- Alegria.
- Que diferente. De onde sua mãe tirou?
- De um filme.
- Achei que fosse de origem viking. Ou um tipo de deus... Algo assim.
Ele não falou nada. Descemos uma escadaria e ele abriu uma porta corta-fogo, onde tive a visão da rua, do lado de fora da boate.
Suspirei:
- Foi tão difícil entrar aqui... E tão rápido para sair. Eu sou uma desastrada azarada, esta é a verdade. Fui cair justo no lugar onde Heitor Casanova e sua esposa estavam.
- Adeus, senhora Bongiove. – ele disse, fechando a porta.
- É Novaes... – falei para mim mesma, já que ele não estava mais ali.
Sentei no cordão da calçada. Precisava colocar meus pensamentos em ordem. Salma estava trabalhando e eu não queria estragar a foda de Ben, sabendo que ele não fazia sexo há um tempinho também.
Peguei meu telefone e mandei uma mensagem no grupo que tínhamos em comum:
“Amores, eu fiquei um pouco bêbada e vou chamar um motorista de aplicativo e dormir na casa da minha avó. Tenham uma noite maravilhosa.”
Chamei o motorista e segui diretamente para o sítio, que ficava longe dali.
Depois de quarenta minutos, chegamos à estrada de chão. E assim seguiríamos por mais vinte minutos.
A área de terra da minha avó era cercada por madeiras brancas, as horizontais apoiadas nas verticais, deixando vãos, de onde se via absolutamente tudo. Abri o portão de madeira e fiz o motorista seguir o trajeto dentro da propriedade, até chegar na casa.
Apertei a campainha. Usar a chave e subir ao quarto dela para pedir dinheiro para pagar a corrida iria assustá-la.
Não demorou muito e ela desceu. Ficou surpresa ao me ver.
- Boa noite, vó... Desculpe chegar este horário... Mas... Poderia pagar o motorista e depois explico?
- Claro... – ela voltou para dentro de casa e pagou em dinheiro o homem.
Entrei e ela fechou a porta. A lareira ainda tinha brasa terminando de queimar. Mandy usava um roupão fofinho. Pegou uma manta do sofá e colocou sobre mim:
- Está frio para você estar praticamente pelada, menina.
- Eu fui sair com Ben e Salma... E acabei me entediando. Não queria atrapalhar a noite deles e pensei em dormir aqui. Pode ser?
- Claro, Babi. Venha...
Ela colocou o braço sobre meus ombros e me levou até o quarto.
- Quer conversar?
- Não... Estou cansada. Mas prometo passar o dia aqui amanhã.

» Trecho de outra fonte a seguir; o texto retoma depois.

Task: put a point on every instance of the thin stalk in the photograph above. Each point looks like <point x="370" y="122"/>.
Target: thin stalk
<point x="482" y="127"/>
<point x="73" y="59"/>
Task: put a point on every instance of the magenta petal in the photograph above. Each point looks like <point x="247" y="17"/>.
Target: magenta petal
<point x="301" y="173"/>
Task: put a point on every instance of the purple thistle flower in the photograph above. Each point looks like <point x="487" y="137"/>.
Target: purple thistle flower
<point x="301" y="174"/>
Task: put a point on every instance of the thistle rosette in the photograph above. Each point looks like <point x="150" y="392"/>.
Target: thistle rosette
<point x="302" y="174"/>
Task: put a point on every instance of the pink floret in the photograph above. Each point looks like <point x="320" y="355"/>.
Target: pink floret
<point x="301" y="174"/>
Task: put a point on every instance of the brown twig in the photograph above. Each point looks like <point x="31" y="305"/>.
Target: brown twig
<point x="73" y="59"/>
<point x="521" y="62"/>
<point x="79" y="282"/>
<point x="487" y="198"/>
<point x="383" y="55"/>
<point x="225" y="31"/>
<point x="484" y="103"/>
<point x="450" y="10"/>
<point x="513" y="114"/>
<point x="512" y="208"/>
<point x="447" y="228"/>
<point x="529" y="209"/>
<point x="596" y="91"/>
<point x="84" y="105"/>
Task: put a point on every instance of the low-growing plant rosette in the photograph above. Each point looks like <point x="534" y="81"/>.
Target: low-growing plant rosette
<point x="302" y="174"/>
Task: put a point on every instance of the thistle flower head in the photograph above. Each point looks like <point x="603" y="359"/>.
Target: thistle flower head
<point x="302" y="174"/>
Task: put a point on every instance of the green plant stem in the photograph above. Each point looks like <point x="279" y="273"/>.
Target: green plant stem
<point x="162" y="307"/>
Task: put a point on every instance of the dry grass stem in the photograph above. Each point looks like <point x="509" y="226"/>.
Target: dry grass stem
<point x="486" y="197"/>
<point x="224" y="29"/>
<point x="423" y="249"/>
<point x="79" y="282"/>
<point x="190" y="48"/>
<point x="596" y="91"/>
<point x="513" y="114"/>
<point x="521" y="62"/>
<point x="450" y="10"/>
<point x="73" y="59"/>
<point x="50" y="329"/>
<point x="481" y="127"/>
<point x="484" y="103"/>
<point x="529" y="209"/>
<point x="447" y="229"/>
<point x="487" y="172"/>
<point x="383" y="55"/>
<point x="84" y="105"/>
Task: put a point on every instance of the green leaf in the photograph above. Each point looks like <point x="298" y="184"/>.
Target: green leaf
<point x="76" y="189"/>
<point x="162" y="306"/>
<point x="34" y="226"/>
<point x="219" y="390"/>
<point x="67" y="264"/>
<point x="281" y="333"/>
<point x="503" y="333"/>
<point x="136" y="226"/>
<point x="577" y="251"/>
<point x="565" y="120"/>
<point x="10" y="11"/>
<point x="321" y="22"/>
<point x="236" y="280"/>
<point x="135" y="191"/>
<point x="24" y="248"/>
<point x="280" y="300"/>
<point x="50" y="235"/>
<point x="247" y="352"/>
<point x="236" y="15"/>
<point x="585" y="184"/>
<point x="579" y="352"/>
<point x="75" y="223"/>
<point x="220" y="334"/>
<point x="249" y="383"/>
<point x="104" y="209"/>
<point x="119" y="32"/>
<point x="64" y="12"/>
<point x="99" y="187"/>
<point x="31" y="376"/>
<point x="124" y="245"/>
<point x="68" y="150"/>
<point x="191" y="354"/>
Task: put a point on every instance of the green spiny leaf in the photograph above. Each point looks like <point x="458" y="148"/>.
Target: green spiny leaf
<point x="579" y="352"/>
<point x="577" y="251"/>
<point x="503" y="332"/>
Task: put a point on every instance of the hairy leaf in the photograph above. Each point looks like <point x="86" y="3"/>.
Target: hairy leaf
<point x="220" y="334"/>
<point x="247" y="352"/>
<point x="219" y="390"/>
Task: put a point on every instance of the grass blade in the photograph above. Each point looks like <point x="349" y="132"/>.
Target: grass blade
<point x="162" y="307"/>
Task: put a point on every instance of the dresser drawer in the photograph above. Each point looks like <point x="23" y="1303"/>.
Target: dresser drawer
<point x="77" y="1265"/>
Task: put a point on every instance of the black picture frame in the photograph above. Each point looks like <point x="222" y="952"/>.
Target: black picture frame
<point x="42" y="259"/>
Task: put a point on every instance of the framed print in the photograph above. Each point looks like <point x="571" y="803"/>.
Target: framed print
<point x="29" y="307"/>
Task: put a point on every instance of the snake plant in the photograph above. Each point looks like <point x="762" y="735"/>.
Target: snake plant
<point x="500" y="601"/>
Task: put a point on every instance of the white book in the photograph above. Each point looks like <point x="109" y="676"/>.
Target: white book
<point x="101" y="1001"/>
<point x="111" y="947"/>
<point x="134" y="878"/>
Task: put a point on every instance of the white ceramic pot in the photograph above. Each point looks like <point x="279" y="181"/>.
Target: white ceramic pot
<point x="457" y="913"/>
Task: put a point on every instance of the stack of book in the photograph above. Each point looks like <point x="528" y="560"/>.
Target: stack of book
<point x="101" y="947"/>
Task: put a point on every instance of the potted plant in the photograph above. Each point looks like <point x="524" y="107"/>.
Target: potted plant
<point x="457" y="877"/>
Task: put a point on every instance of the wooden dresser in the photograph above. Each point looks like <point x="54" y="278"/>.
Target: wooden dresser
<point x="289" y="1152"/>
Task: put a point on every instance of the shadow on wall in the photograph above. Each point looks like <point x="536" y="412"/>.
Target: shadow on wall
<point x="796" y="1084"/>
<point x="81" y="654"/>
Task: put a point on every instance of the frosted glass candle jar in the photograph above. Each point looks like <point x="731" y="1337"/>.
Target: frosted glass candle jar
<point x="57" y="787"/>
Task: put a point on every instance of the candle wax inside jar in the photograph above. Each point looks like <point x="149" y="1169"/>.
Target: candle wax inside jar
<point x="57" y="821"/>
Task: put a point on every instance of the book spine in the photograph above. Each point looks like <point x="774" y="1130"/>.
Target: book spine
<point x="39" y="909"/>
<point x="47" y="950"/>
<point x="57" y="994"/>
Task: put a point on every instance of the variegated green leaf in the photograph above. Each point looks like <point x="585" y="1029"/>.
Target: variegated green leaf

- Fico tão feliz por você estar aqui... Mesmo chegando na minha casa durante a madrugada e quase me matando do coração. – riu.
Ela me deu um beijo na testa e fechou a porta. Deitei na minha cama, de sapato e tudo mais. Ainda tinha alguns pôsteres de Bon Jovi e banda grudados na parede e aquilo me lembrava o tempo que passei ali... E também trazia à minha mente Jardel. Eu não gostava de pensar nele. Me lembrava uma época em que eu fui submissa e condolente. Eu ainda tentava esquecer aquela Bárbara.
Lembrei do segurança Anon me chamando de senhora Bongiove e comecei a rir. Como podia uma pessoa não ter noção de quem era Bon Jovi? Será que trabalhava a pouco tempo para Heitor Casanova?
O certo é que era o homem de confiança, ou não seria chamado pela esposa dele.
Lembrei do olhar de Heitor Casanova sobre mim e senti raiva. Que homem prepotente. Foi só um erro... Eu jamais entraria ali escondida para ver alguém o chupando no meio do corredor. Será que não dava para perceber que eu estava bêbada e perdida?
Fechei meus olhos e adormeci em pouco tempo.
Quando acordei já passava das onze horas. Tomei um banho e coloquei uma roupa que tinha ainda no meu armário, de quando eu era jovem. Deveria me dar por satisfeita que consegui entrar numa roupa de anos atrás. Ficavam ali justo para emergências como aquelas. E por eu usar tanto o “emergencial”, já tinha levado quase tudo para o meu apartamento.
Assim que desci, minha avó já me esperava com café servido, bolos, pães, geleias caseiras e tudo que eu tinha direito.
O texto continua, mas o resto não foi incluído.